Theoretical study on the synthetic pathway of H and N co-doped diamonds

Abstract

To search for potential n-type diamonds with shallow donor energy levels and low formation energies, the reaction energies, geometries, formation energies, electronic properties of hydrogen (H) and nitrogen (N) co-doped diamond have been investigated by density functional theory (DFT) and hybrid density functional theory (HSE06). The results of the investigations on isolated H- and N-doped diamonds do not meet the criteria for shallow n-type donors, in agreement with previous findings. Subsequently, the effect of the addition of N atoms as a co-dopant with H is investigated, which varies with the H:N ratio and whether H is substitutional or interstitial.

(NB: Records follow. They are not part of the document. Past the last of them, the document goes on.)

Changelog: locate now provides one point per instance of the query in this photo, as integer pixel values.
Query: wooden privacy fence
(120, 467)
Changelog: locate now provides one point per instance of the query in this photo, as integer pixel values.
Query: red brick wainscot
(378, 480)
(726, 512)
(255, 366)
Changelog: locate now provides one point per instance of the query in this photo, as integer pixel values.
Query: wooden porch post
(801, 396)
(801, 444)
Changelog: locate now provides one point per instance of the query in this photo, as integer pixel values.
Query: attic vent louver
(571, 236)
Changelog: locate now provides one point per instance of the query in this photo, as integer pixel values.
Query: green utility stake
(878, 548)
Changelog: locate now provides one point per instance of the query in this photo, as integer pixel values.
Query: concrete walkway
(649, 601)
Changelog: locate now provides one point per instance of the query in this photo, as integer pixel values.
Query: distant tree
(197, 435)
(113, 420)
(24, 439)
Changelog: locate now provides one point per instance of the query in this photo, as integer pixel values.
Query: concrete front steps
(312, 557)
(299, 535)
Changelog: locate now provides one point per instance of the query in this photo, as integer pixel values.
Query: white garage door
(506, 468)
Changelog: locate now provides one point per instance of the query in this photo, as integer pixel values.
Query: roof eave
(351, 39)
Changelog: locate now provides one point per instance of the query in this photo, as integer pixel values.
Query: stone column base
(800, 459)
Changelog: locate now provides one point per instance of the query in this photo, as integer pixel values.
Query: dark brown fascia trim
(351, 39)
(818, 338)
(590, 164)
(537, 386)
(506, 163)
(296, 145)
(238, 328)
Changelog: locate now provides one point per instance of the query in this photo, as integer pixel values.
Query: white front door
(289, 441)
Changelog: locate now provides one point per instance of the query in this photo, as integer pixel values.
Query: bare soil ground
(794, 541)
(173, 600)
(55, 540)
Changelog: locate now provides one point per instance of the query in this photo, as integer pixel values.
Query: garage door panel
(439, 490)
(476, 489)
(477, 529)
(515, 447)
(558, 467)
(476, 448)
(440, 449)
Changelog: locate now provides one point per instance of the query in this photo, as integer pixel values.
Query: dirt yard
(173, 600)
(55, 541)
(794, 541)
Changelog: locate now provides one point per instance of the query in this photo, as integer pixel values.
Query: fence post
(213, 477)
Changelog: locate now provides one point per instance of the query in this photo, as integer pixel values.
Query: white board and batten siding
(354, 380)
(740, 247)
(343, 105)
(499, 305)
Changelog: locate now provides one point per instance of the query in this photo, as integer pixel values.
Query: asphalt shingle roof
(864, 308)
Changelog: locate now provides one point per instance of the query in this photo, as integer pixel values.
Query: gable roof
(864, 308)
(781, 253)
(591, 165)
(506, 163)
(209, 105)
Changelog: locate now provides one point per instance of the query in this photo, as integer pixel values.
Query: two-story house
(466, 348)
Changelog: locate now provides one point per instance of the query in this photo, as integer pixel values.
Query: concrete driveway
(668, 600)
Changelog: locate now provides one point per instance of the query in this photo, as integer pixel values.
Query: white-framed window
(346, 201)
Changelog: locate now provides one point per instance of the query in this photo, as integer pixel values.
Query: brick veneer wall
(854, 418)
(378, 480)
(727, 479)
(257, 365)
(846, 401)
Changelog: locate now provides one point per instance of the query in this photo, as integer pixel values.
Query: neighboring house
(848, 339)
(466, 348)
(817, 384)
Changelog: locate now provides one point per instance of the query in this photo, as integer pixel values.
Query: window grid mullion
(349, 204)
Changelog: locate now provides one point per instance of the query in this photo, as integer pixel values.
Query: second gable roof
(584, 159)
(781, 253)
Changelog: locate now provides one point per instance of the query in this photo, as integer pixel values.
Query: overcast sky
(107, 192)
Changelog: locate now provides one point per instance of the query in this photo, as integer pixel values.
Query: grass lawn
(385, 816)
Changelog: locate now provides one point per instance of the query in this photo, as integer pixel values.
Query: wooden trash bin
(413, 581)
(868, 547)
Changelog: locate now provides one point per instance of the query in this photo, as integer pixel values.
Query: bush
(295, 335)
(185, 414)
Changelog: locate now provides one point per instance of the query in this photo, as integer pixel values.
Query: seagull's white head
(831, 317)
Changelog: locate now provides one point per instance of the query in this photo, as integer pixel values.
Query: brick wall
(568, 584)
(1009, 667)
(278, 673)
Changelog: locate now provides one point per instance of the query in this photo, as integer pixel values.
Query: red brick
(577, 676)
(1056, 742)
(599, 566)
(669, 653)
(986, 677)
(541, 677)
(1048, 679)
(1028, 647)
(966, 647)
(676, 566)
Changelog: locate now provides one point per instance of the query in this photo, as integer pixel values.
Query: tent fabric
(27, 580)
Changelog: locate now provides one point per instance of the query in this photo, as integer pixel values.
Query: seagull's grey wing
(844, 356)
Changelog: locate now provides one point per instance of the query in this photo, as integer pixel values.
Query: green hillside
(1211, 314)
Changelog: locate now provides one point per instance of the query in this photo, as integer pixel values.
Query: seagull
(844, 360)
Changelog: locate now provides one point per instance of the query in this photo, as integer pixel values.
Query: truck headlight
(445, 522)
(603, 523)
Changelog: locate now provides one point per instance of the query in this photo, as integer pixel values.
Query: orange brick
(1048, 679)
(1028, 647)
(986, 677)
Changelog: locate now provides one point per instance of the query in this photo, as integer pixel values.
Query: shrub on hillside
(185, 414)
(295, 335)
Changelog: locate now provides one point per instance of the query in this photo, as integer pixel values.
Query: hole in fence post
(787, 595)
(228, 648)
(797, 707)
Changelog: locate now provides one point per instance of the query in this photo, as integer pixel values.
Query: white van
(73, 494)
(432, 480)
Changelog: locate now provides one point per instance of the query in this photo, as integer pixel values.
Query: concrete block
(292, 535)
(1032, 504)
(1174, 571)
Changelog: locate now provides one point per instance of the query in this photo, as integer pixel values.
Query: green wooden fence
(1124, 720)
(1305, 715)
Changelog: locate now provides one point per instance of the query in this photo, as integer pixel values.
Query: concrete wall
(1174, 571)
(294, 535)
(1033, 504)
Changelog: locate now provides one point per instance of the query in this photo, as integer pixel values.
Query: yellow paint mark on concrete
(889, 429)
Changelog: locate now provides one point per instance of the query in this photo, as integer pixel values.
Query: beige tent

By the results of the electronic structure, it is found that only the HN4 co-doped diamond is likely to exhibit a shallow donor, with a shallow donor level of 0.147 eV and formation energy of 0.02 eV. Then, the stability of the HN4 defect is analyzed, and the HN4 defect is more stable compared to the H-N3 + N and H-N2 + N2 defects, and its decomposition energy is also very large. Further, the bond strain brought by HN4 defect is considered, showing that the local bond strain of the HN4 defect is intermediate between that of the boron (B) and N defects, which proves that the defect can be realized. Finally, a non-molecular synthetic route for the preparation of HN4 defect is proposed by combining H-N + N3V or N2 + H-N2 defects.